The performance by Florinda Bolkan is fervent, convincing and exquisitely subtle. Bolkan genuinely knows how to enact the role demanding a great deal of delicacy and sensitivity. Renato Salvatori is no less satisfying as her self-centred husband who requires much more from his wife than he does from himself. Daniel Quenaud’s acting and role might not be particularly prominent, but his distinctive appearance caters for contingent deficiency in uniqueness of the part of Clara’s lover. Other gracious performances are conveyed by Anna Carena and Adriana Asti.
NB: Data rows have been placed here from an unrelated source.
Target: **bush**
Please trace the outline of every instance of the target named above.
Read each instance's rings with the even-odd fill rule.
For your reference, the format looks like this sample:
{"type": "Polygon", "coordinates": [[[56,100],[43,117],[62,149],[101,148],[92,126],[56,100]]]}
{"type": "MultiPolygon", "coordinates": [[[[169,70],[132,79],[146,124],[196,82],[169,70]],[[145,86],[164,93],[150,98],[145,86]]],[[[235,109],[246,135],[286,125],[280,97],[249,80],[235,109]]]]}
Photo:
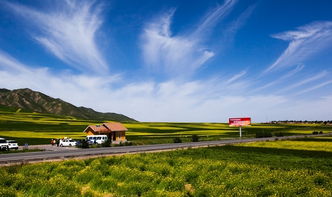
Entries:
{"type": "Polygon", "coordinates": [[[192,136],[191,136],[191,141],[192,141],[192,142],[198,142],[198,141],[199,141],[199,137],[198,137],[198,135],[192,135],[192,136]]]}
{"type": "Polygon", "coordinates": [[[89,142],[87,140],[80,140],[77,143],[78,148],[89,148],[89,142]]]}
{"type": "Polygon", "coordinates": [[[176,138],[173,139],[173,142],[174,143],[182,143],[182,140],[181,140],[181,138],[176,137],[176,138]]]}
{"type": "Polygon", "coordinates": [[[112,141],[107,139],[104,143],[101,144],[102,147],[110,147],[112,145],[112,141]]]}
{"type": "Polygon", "coordinates": [[[132,143],[131,141],[125,141],[125,142],[124,142],[124,145],[125,145],[125,146],[131,146],[131,145],[133,145],[133,143],[132,143]]]}
{"type": "Polygon", "coordinates": [[[284,137],[284,134],[281,132],[275,133],[274,134],[276,137],[284,137]]]}
{"type": "Polygon", "coordinates": [[[270,131],[259,131],[256,133],[256,138],[262,137],[272,137],[272,133],[270,131]]]}

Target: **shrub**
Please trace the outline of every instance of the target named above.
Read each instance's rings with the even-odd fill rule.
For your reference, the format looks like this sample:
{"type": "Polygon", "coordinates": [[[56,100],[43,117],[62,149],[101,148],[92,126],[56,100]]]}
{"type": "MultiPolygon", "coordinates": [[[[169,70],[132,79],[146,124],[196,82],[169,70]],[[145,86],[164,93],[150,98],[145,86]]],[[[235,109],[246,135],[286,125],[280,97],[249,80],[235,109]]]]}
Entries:
{"type": "Polygon", "coordinates": [[[256,138],[262,138],[262,137],[272,137],[272,133],[270,131],[256,132],[256,138]]]}
{"type": "Polygon", "coordinates": [[[132,143],[131,141],[125,141],[125,142],[124,142],[124,145],[125,145],[125,146],[131,146],[131,145],[133,145],[133,143],[132,143]]]}
{"type": "Polygon", "coordinates": [[[198,141],[199,141],[199,137],[198,137],[198,135],[192,135],[192,136],[191,136],[191,141],[192,141],[192,142],[198,142],[198,141]]]}
{"type": "Polygon", "coordinates": [[[112,141],[107,139],[105,142],[101,144],[102,147],[110,147],[112,145],[112,141]]]}
{"type": "Polygon", "coordinates": [[[179,138],[179,137],[175,137],[175,138],[173,139],[173,142],[174,142],[174,143],[182,143],[182,140],[181,140],[181,138],[179,138]]]}
{"type": "Polygon", "coordinates": [[[281,132],[277,132],[274,134],[276,137],[284,137],[284,134],[281,132]]]}
{"type": "Polygon", "coordinates": [[[77,143],[78,148],[89,148],[89,142],[87,140],[80,140],[77,143]]]}

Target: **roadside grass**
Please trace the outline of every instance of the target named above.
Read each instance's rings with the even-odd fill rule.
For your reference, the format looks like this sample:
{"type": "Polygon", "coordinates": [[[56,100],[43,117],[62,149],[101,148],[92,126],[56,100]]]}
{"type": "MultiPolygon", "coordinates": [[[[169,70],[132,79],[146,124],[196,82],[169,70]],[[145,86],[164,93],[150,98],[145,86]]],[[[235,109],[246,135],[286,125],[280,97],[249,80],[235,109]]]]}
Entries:
{"type": "Polygon", "coordinates": [[[0,196],[332,196],[331,137],[0,168],[0,196]]]}
{"type": "Polygon", "coordinates": [[[44,150],[41,150],[41,149],[9,150],[9,151],[0,151],[0,154],[40,152],[40,151],[44,151],[44,150]]]}
{"type": "MultiPolygon", "coordinates": [[[[90,124],[101,122],[79,120],[69,116],[16,112],[0,107],[0,137],[14,139],[20,145],[28,143],[48,144],[52,138],[71,137],[83,139],[83,130],[90,124]]],[[[128,128],[127,139],[133,144],[172,143],[179,137],[182,142],[191,141],[192,135],[199,140],[224,140],[238,138],[238,128],[225,123],[177,123],[177,122],[133,122],[124,123],[128,128]]],[[[311,134],[312,131],[332,131],[332,126],[320,124],[252,124],[242,128],[243,138],[255,137],[257,132],[282,135],[311,134]]]]}

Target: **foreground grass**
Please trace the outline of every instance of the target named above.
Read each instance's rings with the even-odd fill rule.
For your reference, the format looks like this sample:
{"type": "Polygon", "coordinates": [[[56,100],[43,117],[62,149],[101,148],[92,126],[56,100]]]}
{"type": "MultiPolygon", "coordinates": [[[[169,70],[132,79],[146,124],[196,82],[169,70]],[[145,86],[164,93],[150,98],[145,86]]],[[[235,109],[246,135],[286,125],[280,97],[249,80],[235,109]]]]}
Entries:
{"type": "MultiPolygon", "coordinates": [[[[48,144],[52,138],[71,137],[83,139],[83,130],[90,124],[100,122],[78,120],[73,117],[52,114],[16,112],[0,107],[0,137],[14,139],[20,145],[28,143],[48,144]]],[[[238,129],[223,123],[125,123],[128,128],[127,139],[133,144],[173,143],[175,137],[183,142],[191,140],[192,135],[198,135],[201,141],[221,140],[238,137],[238,129]]],[[[243,128],[243,137],[255,137],[256,132],[268,131],[283,135],[310,134],[314,130],[329,132],[331,126],[319,124],[253,124],[243,128]]]]}
{"type": "Polygon", "coordinates": [[[26,153],[26,152],[39,152],[39,151],[44,151],[44,150],[41,149],[9,150],[9,151],[0,151],[0,154],[26,153]]]}
{"type": "Polygon", "coordinates": [[[332,196],[332,138],[0,168],[0,196],[332,196]]]}

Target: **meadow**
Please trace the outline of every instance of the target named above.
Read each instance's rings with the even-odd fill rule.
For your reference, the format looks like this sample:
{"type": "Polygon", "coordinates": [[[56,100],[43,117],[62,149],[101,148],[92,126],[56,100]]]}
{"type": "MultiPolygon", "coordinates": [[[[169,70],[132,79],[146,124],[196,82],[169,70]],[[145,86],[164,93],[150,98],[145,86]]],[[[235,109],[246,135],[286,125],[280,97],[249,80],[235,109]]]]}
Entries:
{"type": "MultiPolygon", "coordinates": [[[[90,124],[102,122],[79,120],[73,117],[53,114],[13,111],[0,107],[0,137],[15,139],[20,145],[48,144],[52,138],[71,137],[83,139],[83,130],[90,124]]],[[[200,140],[221,140],[238,138],[238,128],[225,123],[164,123],[131,122],[124,123],[128,128],[127,139],[133,144],[172,143],[175,137],[183,142],[191,141],[192,135],[200,140]]],[[[332,131],[332,126],[320,124],[252,124],[243,128],[243,137],[255,137],[257,132],[271,132],[282,135],[311,134],[312,131],[332,131]]]]}
{"type": "Polygon", "coordinates": [[[332,137],[0,168],[0,196],[332,196],[332,137]]]}

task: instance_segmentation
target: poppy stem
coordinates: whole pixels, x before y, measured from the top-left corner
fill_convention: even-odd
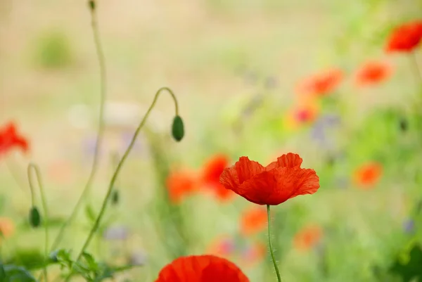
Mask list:
[[[272,243],[271,243],[271,212],[269,211],[269,205],[267,205],[267,214],[268,216],[268,245],[269,246],[269,252],[271,253],[271,257],[273,261],[273,264],[274,265],[274,269],[276,269],[276,274],[277,274],[277,280],[279,282],[281,282],[280,271],[279,270],[279,267],[277,267],[277,263],[274,258],[274,252],[273,250]]]
[[[94,181],[94,178],[95,174],[96,174],[98,169],[98,157],[100,153],[100,148],[102,143],[103,132],[104,132],[104,103],[106,103],[106,85],[107,85],[107,76],[106,72],[106,58],[104,56],[104,52],[103,51],[103,48],[101,46],[101,41],[100,40],[100,35],[98,31],[98,25],[97,23],[97,17],[95,9],[95,3],[94,1],[89,1],[89,6],[91,11],[91,21],[92,26],[92,31],[94,33],[94,39],[95,43],[95,46],[96,49],[96,53],[98,56],[98,60],[100,68],[100,113],[98,117],[98,134],[97,138],[95,143],[95,149],[94,153],[94,159],[92,160],[92,166],[91,168],[91,172],[89,173],[89,177],[88,177],[88,180],[87,181],[87,184],[84,187],[84,190],[82,190],[82,193],[81,194],[79,198],[78,199],[75,207],[73,208],[72,213],[69,218],[62,224],[60,226],[60,231],[58,231],[58,234],[57,237],[54,240],[51,250],[53,250],[57,248],[60,241],[63,239],[63,237],[65,234],[65,229],[66,227],[70,225],[77,214],[78,210],[84,200],[87,198],[88,192],[90,190],[91,186],[92,184],[92,181]]]
[[[34,193],[34,181],[32,180],[32,177],[31,174],[31,169],[35,172],[35,175],[37,177],[37,181],[38,182],[38,188],[39,188],[39,193],[41,194],[41,201],[42,203],[42,208],[44,212],[44,226],[45,230],[45,242],[44,242],[44,281],[47,281],[48,275],[47,275],[47,266],[46,266],[46,260],[49,257],[49,210],[47,207],[47,201],[46,200],[46,196],[44,191],[44,188],[42,186],[42,181],[41,179],[41,172],[39,172],[39,168],[38,166],[34,163],[30,163],[27,167],[27,174],[28,174],[28,181],[30,182],[30,188],[31,189],[31,198],[32,203],[32,207],[34,207],[35,205],[35,196]],[[38,279],[39,280],[39,278]]]
[[[160,94],[164,90],[168,91],[170,93],[170,94],[172,96],[172,97],[173,98],[173,100],[174,101],[174,104],[176,106],[175,107],[176,115],[178,114],[177,100],[176,99],[176,96],[175,96],[174,94],[173,93],[173,91],[172,91],[172,90],[168,87],[162,87],[160,89],[158,89],[157,93],[155,93],[155,96],[154,97],[154,101],[153,101],[153,103],[151,103],[149,108],[148,109],[148,111],[146,112],[146,113],[143,116],[143,118],[139,123],[139,125],[138,126],[138,127],[136,128],[136,130],[135,131],[135,133],[134,134],[134,136],[132,139],[130,144],[129,144],[129,146],[126,149],[126,151],[124,152],[124,153],[123,154],[123,156],[122,157],[122,158],[119,161],[119,163],[117,164],[117,167],[116,167],[116,169],[115,170],[114,174],[113,174],[113,177],[111,178],[111,180],[108,185],[108,189],[107,190],[107,193],[106,194],[104,200],[103,201],[103,205],[101,206],[101,209],[100,210],[100,213],[98,214],[98,215],[95,221],[95,223],[94,224],[94,226],[91,229],[89,235],[88,235],[88,238],[87,238],[87,240],[85,241],[85,243],[84,243],[82,249],[81,250],[79,255],[77,256],[77,257],[76,259],[76,262],[79,262],[79,260],[81,259],[81,257],[82,257],[82,255],[84,254],[84,252],[85,252],[85,250],[87,250],[88,246],[89,245],[89,243],[91,243],[91,241],[92,240],[92,238],[94,237],[95,232],[98,229],[100,222],[101,222],[101,221],[103,218],[103,216],[104,215],[104,213],[106,212],[106,209],[107,207],[107,204],[108,203],[110,198],[112,195],[112,191],[113,191],[113,187],[115,186],[115,182],[117,179],[119,173],[120,172],[120,170],[122,169],[123,164],[124,163],[124,161],[129,156],[129,154],[130,153],[130,152],[135,143],[135,141],[136,140],[136,138],[138,137],[138,135],[139,134],[139,132],[141,132],[141,129],[145,124],[145,122],[146,122],[148,117],[149,116],[151,110],[155,105],[155,103],[157,102],[157,100],[158,99],[158,97],[160,96]],[[76,264],[76,263],[72,264],[72,269],[70,269],[70,273],[69,276],[68,276],[68,278],[66,278],[66,281],[68,281],[69,278],[72,275],[72,271],[73,270],[73,266],[75,264]]]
The music by Manuel De Sica appears quite sentimental, but never excessively obtrusive, as it mostly remains in the background, not prejudicing the motion picture with unnecessarily strident or discordant tones. The cinematography by Ennio Guarnieri auspiciously captures the overwhelming metamorphosis of Clara’s life by juxtaposing her everyday environment lushly framed in steel, clustered objects and people with her recuperation at the sanatorium where the occurrences are profusely aestheticized with glass, snow and hollow spaces.
A Brief Vacation is like a smouldering candle warming its viewer with its humanistic flame that outlasts even after being doused by the film’s running time. What enraptures about De Sica’s vibrant and enthralling tale is that despite tackling exceedingly serious topics of suffering, death and agonising life condition of pauperised citizens, apart from leaving a bitter-sweet after taste, it also yields loads of invigoration in its captivatingly beautiful portray of creamy snowdrifts, mountains as well as airy, lustrous corridors filled with cries and pains of ever-passing patients in search for their physical and spiritual recovery.